Name	Name	Last commit message	Last commit date
parent directory ..
src	src
README.md	README.md
example.py	example.py
pyproject.toml	pyproject.toml
requirements.txt	requirements.txt

Cactus Python Package

Python bindings for Cactus Engine via FFI. Auto-installed when you run source ./setup.

Getting Started

# Setup environment
source ./setup

# Build shared library for Python
cactus build --python

# Download models
cactus download LiquidAI/LFM2-VL-450M
cactus download openai/whisper-small

# Optional: set your Cactus Cloud API key for automatic cloud fallback
cactus auth

Quick Example

from cactus import cactus_init, cactus_complete, cactus_destroy
import json

model = cactus_init("weights/lfm2-vl-450m")

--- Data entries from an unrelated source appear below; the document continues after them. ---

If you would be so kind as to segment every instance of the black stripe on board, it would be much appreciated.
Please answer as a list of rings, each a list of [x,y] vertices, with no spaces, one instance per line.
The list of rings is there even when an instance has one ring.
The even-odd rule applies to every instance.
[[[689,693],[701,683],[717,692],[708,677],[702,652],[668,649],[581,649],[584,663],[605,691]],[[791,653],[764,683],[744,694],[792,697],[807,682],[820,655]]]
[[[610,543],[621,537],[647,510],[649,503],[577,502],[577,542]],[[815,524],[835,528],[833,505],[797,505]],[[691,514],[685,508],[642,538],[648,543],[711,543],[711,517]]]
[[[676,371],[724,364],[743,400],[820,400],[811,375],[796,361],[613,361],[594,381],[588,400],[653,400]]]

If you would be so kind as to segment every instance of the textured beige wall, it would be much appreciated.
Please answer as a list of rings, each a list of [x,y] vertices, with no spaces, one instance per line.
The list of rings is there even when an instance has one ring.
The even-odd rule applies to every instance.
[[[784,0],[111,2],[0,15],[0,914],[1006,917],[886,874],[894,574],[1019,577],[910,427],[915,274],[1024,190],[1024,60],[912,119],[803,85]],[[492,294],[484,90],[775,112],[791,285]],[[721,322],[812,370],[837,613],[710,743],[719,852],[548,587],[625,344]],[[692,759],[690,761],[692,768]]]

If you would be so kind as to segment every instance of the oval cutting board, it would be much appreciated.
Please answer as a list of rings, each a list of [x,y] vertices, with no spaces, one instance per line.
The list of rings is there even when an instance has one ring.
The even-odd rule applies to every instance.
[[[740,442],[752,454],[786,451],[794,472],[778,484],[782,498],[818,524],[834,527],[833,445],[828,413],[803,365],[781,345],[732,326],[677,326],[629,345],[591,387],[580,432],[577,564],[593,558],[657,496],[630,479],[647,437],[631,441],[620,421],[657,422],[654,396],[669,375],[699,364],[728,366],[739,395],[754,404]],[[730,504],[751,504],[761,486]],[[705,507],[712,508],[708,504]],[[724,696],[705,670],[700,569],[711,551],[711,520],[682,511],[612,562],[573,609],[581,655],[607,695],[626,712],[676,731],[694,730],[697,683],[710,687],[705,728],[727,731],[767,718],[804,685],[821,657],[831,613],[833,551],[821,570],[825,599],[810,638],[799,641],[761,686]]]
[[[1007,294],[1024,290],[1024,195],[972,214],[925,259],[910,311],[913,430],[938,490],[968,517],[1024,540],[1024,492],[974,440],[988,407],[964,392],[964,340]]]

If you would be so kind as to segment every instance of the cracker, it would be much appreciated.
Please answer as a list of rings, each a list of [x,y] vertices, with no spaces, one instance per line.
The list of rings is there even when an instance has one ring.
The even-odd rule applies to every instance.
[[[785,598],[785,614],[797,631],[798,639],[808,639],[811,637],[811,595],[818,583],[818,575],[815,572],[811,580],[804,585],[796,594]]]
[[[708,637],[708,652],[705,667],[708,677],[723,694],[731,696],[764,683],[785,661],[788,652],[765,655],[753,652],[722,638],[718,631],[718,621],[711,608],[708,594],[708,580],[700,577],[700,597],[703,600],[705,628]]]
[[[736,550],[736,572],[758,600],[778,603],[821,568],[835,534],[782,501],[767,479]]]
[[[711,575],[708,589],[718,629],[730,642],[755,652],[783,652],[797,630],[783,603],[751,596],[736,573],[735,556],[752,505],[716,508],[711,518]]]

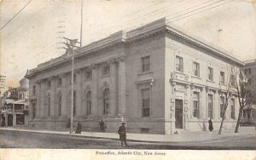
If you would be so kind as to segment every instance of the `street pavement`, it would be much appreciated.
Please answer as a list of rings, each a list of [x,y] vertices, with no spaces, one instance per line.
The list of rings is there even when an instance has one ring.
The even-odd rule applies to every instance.
[[[85,149],[189,149],[255,150],[254,132],[239,134],[224,130],[183,132],[179,134],[127,134],[129,147],[121,147],[116,133],[82,132],[69,136],[67,131],[0,128],[1,148],[85,148]]]

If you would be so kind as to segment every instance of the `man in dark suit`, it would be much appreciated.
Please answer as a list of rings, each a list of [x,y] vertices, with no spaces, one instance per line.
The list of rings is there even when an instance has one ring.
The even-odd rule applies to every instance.
[[[119,127],[118,133],[119,134],[119,140],[121,140],[121,146],[125,145],[125,146],[128,146],[126,142],[126,128],[125,126],[125,123],[122,123],[122,125]]]

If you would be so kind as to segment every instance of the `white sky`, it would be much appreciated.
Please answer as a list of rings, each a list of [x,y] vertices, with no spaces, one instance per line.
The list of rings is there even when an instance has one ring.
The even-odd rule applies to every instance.
[[[1,28],[28,2],[2,0]],[[17,86],[27,69],[64,54],[57,49],[63,46],[58,37],[79,39],[80,7],[76,0],[32,0],[0,31],[0,75],[7,77],[6,86]],[[84,0],[83,10],[83,46],[166,16],[241,60],[256,59],[255,0]]]

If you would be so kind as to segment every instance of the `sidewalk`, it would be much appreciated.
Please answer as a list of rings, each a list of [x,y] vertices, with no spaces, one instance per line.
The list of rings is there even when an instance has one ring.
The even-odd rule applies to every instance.
[[[27,128],[16,128],[16,127],[4,127],[0,128],[0,130],[11,130],[20,132],[30,132],[38,134],[50,134],[60,135],[69,135],[68,131],[50,131],[50,130],[35,130],[29,129]],[[197,132],[183,132],[179,134],[132,134],[127,133],[128,141],[138,141],[138,142],[193,142],[193,141],[209,141],[217,140],[221,139],[233,139],[234,137],[239,137],[241,135],[254,136],[255,132],[241,132],[238,134],[233,133],[234,130],[223,130],[222,134],[218,134],[218,130],[213,132],[209,131],[197,131]],[[82,132],[81,134],[72,134],[73,137],[81,138],[95,138],[95,139],[109,139],[119,140],[119,134],[117,133],[102,133],[102,132]]]

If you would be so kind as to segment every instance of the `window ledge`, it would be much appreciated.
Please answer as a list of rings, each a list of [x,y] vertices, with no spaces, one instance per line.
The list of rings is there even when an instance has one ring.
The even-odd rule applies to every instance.
[[[106,75],[107,76],[107,75]],[[84,82],[88,82],[88,81],[92,81],[92,78],[90,77],[90,78],[85,78],[84,79]]]
[[[197,79],[201,79],[200,77],[197,77],[197,76],[191,76],[191,77],[197,78]]]
[[[207,82],[210,82],[210,83],[215,83],[215,81],[211,80],[211,79],[207,79]]]
[[[174,72],[175,72],[175,73],[178,73],[178,74],[186,75],[184,72],[183,72],[183,71],[175,71]]]
[[[152,74],[152,73],[153,73],[152,71],[148,71],[139,72],[137,75],[140,76],[140,75],[143,75],[143,74]]]
[[[106,75],[102,75],[102,78],[103,78],[103,77],[110,77],[110,74],[106,74]]]

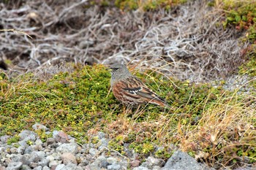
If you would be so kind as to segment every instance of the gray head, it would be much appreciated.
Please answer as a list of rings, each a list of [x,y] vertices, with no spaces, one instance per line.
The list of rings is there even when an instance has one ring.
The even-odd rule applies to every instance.
[[[121,63],[111,65],[109,69],[111,72],[111,85],[116,82],[127,78],[132,75],[127,67]]]

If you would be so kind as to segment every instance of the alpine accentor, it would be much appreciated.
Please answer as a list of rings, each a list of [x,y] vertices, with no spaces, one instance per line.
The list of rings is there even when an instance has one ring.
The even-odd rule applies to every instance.
[[[150,90],[137,77],[132,75],[123,64],[114,64],[111,71],[110,85],[113,95],[126,105],[155,104],[170,107],[166,101]]]

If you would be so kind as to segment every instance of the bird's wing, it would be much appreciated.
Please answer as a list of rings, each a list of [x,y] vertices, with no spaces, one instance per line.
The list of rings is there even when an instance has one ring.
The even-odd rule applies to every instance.
[[[124,88],[123,89],[125,91],[129,92],[131,94],[140,96],[148,99],[157,99],[165,102],[165,100],[163,98],[158,96],[139,79],[137,77],[133,77],[133,79],[136,79],[136,81],[135,81],[134,83],[130,83],[128,87]],[[127,80],[127,81],[132,82],[132,80]]]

messages = [{"role": "user", "content": "What is 2+2?"}]
response = json.loads(cactus_complete(model, messages))
print(response["response"])

cactus_destroy(model)

API Reference

`cactus_init(model_path, corpus_dir=None)`

Initialize a model and return its handle.

Parameter	Type	Description
`model_path`	`str`	Path to model weights directory
`corpus_dir`	`str`	Optional path to RAG corpus directory for document Q&A

model = cactus_init("weights/lfm2-vl-450m")
rag_model = cactus_init("weights/lfm2-rag", corpus_dir="./documents")

`cactus_complete(model, messages, **options)`

Run chat completion. Returns JSON string with response and metrics.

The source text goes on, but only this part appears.